Bu sözle, yetkili bir İyi Parti’li yönetici tarafından CHP’li yöneticilerin “kontrollü darbe”, “tiyatro” şeklindeki söylemleri reddedilmiş olunmaktadır. Bu açıklama sebebiyle, zihni bulanıklıkta, 15 Temmuz karşıtlığının kısmen öne çıktığı söylenebilir.
(7) Bilecik’te Valilik tarafından kurulan 15 Temmuz Planlama Komisyonu’nda belediyeyi temsilen bulunan İyi Partili Bilecik Belediye Başkan Yardımcısı Ahmet Gürses, 15 Temmuz Şehitler Parkında yapılacak olan anma töreninin programdan çıkartılmasını istedi. Gürses, hızını alamayarak “ileride hükümet değişirse, orada (15 Temmuz Şehitler Parkı) fotoğraf çektirenler yargılanır” diyerek vatandaşları tehdit etti.
Bu açıklamalar sebebiyle, İyi Parti içinde Gürses ile alakalı bir işlem ve aksi yönde bir açıklama yapıldığını duymadım. Bu hadise sebebiyle, İyi Parti ile FETÖ arasında ilişkilerin mevcut olup olmadığı konusundaki zihni bulanıklığın çok daha arttığı söylenebilir.

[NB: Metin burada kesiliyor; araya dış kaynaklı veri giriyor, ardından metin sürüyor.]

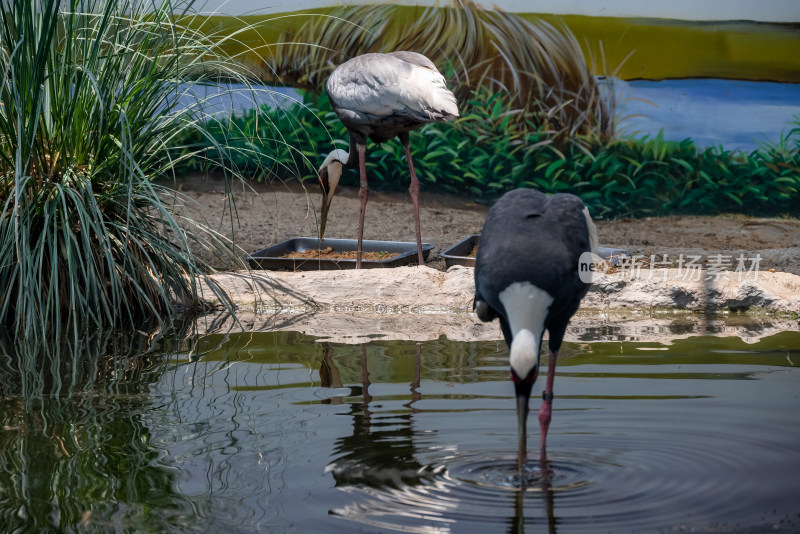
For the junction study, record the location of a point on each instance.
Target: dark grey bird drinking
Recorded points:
(527, 276)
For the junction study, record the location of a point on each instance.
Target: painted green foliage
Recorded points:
(483, 155)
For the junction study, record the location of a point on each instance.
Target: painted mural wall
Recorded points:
(717, 72)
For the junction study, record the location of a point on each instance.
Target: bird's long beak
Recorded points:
(323, 217)
(523, 389)
(328, 180)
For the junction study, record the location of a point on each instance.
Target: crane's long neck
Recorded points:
(356, 138)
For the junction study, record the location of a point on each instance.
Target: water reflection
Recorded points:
(74, 454)
(380, 459)
(279, 432)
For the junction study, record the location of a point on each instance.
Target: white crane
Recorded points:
(379, 97)
(526, 274)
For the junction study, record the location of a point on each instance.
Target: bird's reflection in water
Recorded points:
(545, 485)
(380, 461)
(381, 451)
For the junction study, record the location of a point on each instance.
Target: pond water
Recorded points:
(279, 432)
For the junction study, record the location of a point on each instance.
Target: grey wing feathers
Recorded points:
(400, 85)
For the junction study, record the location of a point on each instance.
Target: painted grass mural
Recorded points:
(533, 115)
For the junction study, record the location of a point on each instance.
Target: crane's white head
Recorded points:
(328, 175)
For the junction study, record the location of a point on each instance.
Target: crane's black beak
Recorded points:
(523, 387)
(327, 196)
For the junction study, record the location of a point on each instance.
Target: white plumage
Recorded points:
(379, 97)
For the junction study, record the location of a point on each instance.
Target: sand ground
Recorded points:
(266, 215)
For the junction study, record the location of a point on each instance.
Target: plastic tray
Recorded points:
(270, 258)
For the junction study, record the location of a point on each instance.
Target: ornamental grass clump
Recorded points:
(94, 95)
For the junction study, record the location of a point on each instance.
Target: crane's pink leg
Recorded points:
(414, 190)
(546, 411)
(363, 193)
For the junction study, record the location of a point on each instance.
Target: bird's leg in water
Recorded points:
(363, 193)
(414, 190)
(546, 411)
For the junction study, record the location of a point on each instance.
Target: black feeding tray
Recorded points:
(458, 254)
(270, 258)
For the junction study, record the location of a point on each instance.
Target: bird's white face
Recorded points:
(329, 175)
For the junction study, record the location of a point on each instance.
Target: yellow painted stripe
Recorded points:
(657, 48)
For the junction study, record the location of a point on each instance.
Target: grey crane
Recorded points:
(379, 97)
(527, 275)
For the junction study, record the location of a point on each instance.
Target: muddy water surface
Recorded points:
(280, 432)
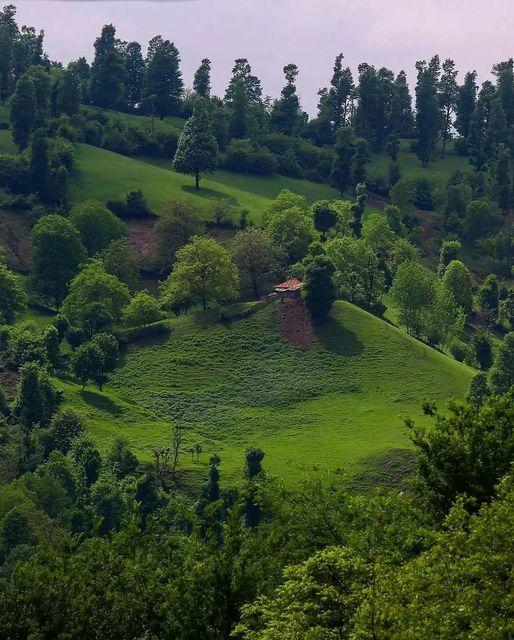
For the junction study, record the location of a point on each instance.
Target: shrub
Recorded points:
(242, 156)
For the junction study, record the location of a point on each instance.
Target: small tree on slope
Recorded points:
(197, 149)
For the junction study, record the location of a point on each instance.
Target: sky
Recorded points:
(273, 33)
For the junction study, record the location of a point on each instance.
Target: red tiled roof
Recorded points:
(293, 283)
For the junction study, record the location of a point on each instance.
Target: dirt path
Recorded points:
(296, 325)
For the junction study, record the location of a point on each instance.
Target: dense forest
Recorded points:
(105, 537)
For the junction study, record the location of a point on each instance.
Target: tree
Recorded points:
(465, 452)
(121, 260)
(97, 226)
(502, 181)
(143, 309)
(458, 280)
(450, 251)
(358, 208)
(202, 79)
(286, 112)
(86, 456)
(68, 93)
(95, 298)
(13, 300)
(36, 398)
(256, 258)
(428, 115)
(393, 146)
(325, 217)
(482, 217)
(107, 83)
(478, 391)
(377, 233)
(358, 276)
(203, 271)
(507, 309)
(197, 149)
(6, 48)
(319, 289)
(121, 460)
(448, 93)
(340, 94)
(292, 231)
(180, 221)
(177, 438)
(87, 362)
(488, 298)
(42, 92)
(360, 160)
(412, 293)
(52, 346)
(370, 118)
(466, 103)
(93, 360)
(23, 111)
(39, 166)
(163, 78)
(344, 149)
(135, 66)
(401, 119)
(242, 76)
(501, 375)
(317, 599)
(65, 427)
(482, 348)
(56, 253)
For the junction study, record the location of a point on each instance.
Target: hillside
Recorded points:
(332, 406)
(104, 175)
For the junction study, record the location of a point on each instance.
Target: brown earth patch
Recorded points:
(142, 237)
(296, 324)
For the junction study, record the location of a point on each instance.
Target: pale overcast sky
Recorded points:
(272, 33)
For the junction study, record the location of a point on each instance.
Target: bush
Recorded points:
(242, 156)
(134, 207)
(459, 350)
(15, 174)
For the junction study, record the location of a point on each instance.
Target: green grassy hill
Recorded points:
(439, 169)
(335, 405)
(104, 175)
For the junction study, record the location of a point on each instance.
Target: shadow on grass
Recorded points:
(334, 337)
(100, 402)
(208, 194)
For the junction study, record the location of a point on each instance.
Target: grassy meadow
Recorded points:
(103, 175)
(339, 404)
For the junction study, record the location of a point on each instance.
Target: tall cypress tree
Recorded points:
(6, 46)
(163, 78)
(428, 115)
(466, 102)
(135, 66)
(39, 163)
(448, 93)
(197, 150)
(341, 174)
(340, 93)
(286, 113)
(401, 119)
(107, 84)
(23, 111)
(502, 181)
(202, 79)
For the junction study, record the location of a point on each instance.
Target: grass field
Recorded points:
(104, 175)
(439, 169)
(336, 405)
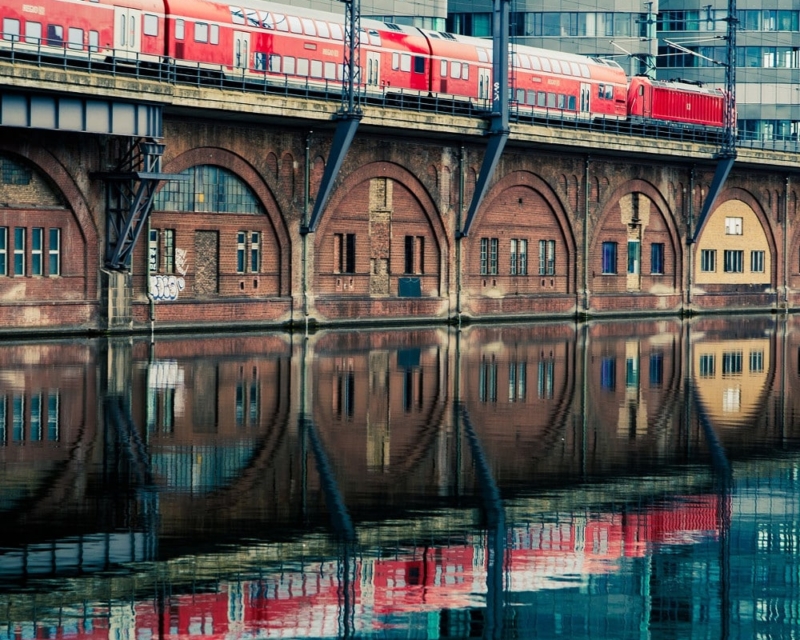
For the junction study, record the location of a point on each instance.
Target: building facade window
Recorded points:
(708, 260)
(609, 258)
(547, 257)
(734, 261)
(489, 251)
(518, 256)
(757, 261)
(344, 253)
(657, 258)
(733, 226)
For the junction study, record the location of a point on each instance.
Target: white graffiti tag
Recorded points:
(166, 287)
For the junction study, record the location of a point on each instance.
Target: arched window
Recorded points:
(208, 189)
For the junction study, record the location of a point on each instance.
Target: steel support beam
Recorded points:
(498, 119)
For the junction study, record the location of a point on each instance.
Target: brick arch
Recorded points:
(662, 206)
(398, 174)
(753, 202)
(549, 196)
(62, 180)
(260, 186)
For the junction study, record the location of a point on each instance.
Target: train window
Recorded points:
(150, 25)
(201, 32)
(33, 32)
(55, 35)
(11, 29)
(75, 38)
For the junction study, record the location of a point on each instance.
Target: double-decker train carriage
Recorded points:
(270, 42)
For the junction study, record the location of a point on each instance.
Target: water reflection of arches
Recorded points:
(634, 383)
(380, 408)
(520, 391)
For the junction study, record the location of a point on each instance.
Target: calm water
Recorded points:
(611, 480)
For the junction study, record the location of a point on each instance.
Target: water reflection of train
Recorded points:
(305, 597)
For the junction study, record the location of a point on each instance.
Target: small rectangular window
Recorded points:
(150, 24)
(255, 251)
(37, 245)
(19, 251)
(609, 257)
(54, 252)
(733, 226)
(657, 258)
(3, 251)
(757, 261)
(240, 251)
(201, 32)
(708, 260)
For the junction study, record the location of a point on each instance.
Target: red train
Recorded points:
(266, 41)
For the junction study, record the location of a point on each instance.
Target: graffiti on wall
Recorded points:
(166, 287)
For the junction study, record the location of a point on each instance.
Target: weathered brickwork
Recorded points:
(557, 233)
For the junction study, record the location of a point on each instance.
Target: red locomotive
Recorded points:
(271, 42)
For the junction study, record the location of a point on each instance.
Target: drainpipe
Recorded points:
(303, 224)
(150, 298)
(459, 236)
(785, 244)
(586, 193)
(690, 243)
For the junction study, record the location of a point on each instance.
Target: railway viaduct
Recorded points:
(575, 223)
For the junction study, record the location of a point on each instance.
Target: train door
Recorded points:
(484, 84)
(373, 69)
(127, 35)
(586, 92)
(241, 50)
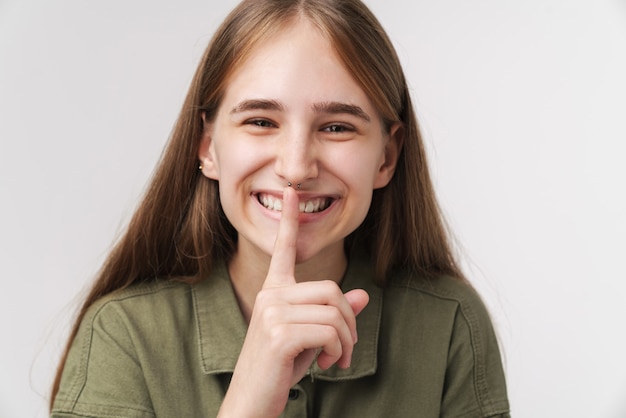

(8) 15 Temmuz Darbe Girişimi sonrasında ilan edilen OHAL dönemi uygulamalarının 3 yıl daha uzatılmasını öngören kanun teklifine İYİ Parti’liler karşı çıktı. ABD’de 11 Eylülde İkiz Kulelere yönelik gerçekleştirilen saldırıdan bu yana 20 yıldır OHAL uygulandığı halde, çok daha büyük ve karmaşık bir tehditle mücadele eden Türkiye’de OHAL’in 3 yıl daha uzatılmasına karşı çıkılması zihni bulanıklığın biraz daha kabarmasına sebep oldu.
Harici güçler bu ihanet yapılanmasını desteklemeye ve kullanmaya devam ediyorlar. Her gün bu yapının çözülmesine yönelik işlemler yapılıyor. Bu karanlık yapıyı çökertmeyi amaçlayan bu uygulamalara karşı çıkılması oldukça netamelidir. ABD’de son 20 yıldır her türlü seçimlerin OHAL dönemlerinde yapılıyor olması, İyi Partililerin “Türkiye’de kaç seçim daha antidemokratik bir ortamda yapılacaktır?” sorusunu anlamsızlaştırıyor.
(9) İyi Parti Bursa İl Teşkilatında yönetici konumunda olan Levent Özeren, 15 Temmuz ihanet kalkışması sonrası dönemde Fetö’cü yapı lehine çok sayıda Twitt atıyor. Bunlardan bazıları: “Polise iş düşüyor. Sağduyulu olup askere karşı gelmemeli. Tek dileğimiz kansız olması” (15 Temmuz gecesi). Özeren, Cumhurbaşkanının halkımızı hain darbe girişimine karşı sokağa çağırması konusunda, FETÖ ihanet örgütü liderinin kullandığı “Uzun” kelimesini kullanarak şu Twitti attı: #SakınSokağaÇıkma etiketiyle “’Uzun’ kışkırtıyor. Kan dökülsün istiyor”. Diğer bazı Twittler: “Bu ne yahu… Bu saatte camilerde sela veriliyor, tekbir getiriliyor”. 15 Temmuzdan kısa süre önce attığı darbe girişiminin sinyalini verdiği Twitt: “TSK sandığınız kadar pasif değil!”.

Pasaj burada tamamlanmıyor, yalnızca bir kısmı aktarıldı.